Long before the average business person became aware of how different devices could link together and to the cloud, the M2M industry has been preparing for an IoT explosion. As a broad spectrum of connected devices collect increasingly vast amounts of data, one of the ongoing challenges is turning raw data into real business value.

A recent whitepaper from Beecham Research,, London, England, and Oracle,, Redwood City, Calif., explores the issue. The report, entitled “Unlocking Your Business Value: Leveraging Java on Devices,” suggests growth in IoT opens up many service-driven opportunities; it delivers increased efficiencies, better customer value, and even improved quality of life. But it also suggests that in order to realize the full potential of what M2M and IoT have to offer, the industry must take a second look at the way it builds devices.

The report highlights Oracle’s Java technology, an application platform that Oracle says can help develop functional, reliable, portable, and secure solutions for embedded devices. Beecham’s analysis suggests that as value shifts from hardware to software, technology solutions like Java can not only provide higher efficiencies and lower costs, they can open the door for devices to contribute better data.

Ultimately, when devices are more intelligent, remotely updateable, and capable of making the best “local decisions” possible, it drives better decisionmaking.
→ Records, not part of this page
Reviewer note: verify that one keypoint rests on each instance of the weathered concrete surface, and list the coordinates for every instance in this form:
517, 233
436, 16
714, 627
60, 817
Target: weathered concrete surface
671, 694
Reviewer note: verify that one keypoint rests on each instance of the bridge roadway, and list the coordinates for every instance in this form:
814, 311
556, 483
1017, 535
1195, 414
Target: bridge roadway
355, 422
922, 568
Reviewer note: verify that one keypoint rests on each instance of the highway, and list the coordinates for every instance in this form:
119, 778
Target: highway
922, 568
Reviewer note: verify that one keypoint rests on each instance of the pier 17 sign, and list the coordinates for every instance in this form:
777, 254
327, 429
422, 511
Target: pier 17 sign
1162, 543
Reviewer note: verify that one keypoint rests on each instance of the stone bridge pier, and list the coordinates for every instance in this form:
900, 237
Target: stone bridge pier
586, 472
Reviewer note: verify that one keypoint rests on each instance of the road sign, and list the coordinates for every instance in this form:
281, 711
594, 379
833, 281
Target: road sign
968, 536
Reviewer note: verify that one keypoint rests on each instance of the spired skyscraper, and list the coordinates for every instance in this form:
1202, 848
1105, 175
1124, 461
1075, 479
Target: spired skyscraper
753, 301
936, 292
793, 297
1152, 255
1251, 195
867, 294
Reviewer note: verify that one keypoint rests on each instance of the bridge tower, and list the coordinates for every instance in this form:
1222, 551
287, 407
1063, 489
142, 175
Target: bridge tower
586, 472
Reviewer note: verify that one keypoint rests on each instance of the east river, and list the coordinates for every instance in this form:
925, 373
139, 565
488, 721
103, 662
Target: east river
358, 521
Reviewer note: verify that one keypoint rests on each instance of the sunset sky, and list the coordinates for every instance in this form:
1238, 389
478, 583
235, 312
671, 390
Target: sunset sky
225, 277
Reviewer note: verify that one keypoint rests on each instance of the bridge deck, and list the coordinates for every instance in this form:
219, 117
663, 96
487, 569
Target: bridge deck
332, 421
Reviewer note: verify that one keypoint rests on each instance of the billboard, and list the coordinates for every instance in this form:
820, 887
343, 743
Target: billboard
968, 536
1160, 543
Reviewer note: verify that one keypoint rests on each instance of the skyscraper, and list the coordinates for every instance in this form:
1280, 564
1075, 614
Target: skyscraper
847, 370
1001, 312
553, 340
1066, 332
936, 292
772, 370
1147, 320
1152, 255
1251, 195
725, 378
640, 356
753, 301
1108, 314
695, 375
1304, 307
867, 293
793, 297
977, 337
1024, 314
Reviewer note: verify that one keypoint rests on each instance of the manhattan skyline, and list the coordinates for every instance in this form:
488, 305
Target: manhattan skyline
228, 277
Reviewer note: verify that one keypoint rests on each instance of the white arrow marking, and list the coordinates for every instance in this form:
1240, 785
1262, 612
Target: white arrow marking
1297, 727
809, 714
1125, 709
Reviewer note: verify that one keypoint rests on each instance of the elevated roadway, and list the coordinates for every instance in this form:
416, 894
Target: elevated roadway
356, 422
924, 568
In other words, it helps construction companies unlock the true potential of their connected devices, extracting the highest level of business value from their current deployment.

As construction companies look to maximize their current investments—and as new IoT deployments expand in areas such as the jobsite, smart buildings, and smart homes, among others—businesses will continue to face challenges such as time-to-market, security, and reliability.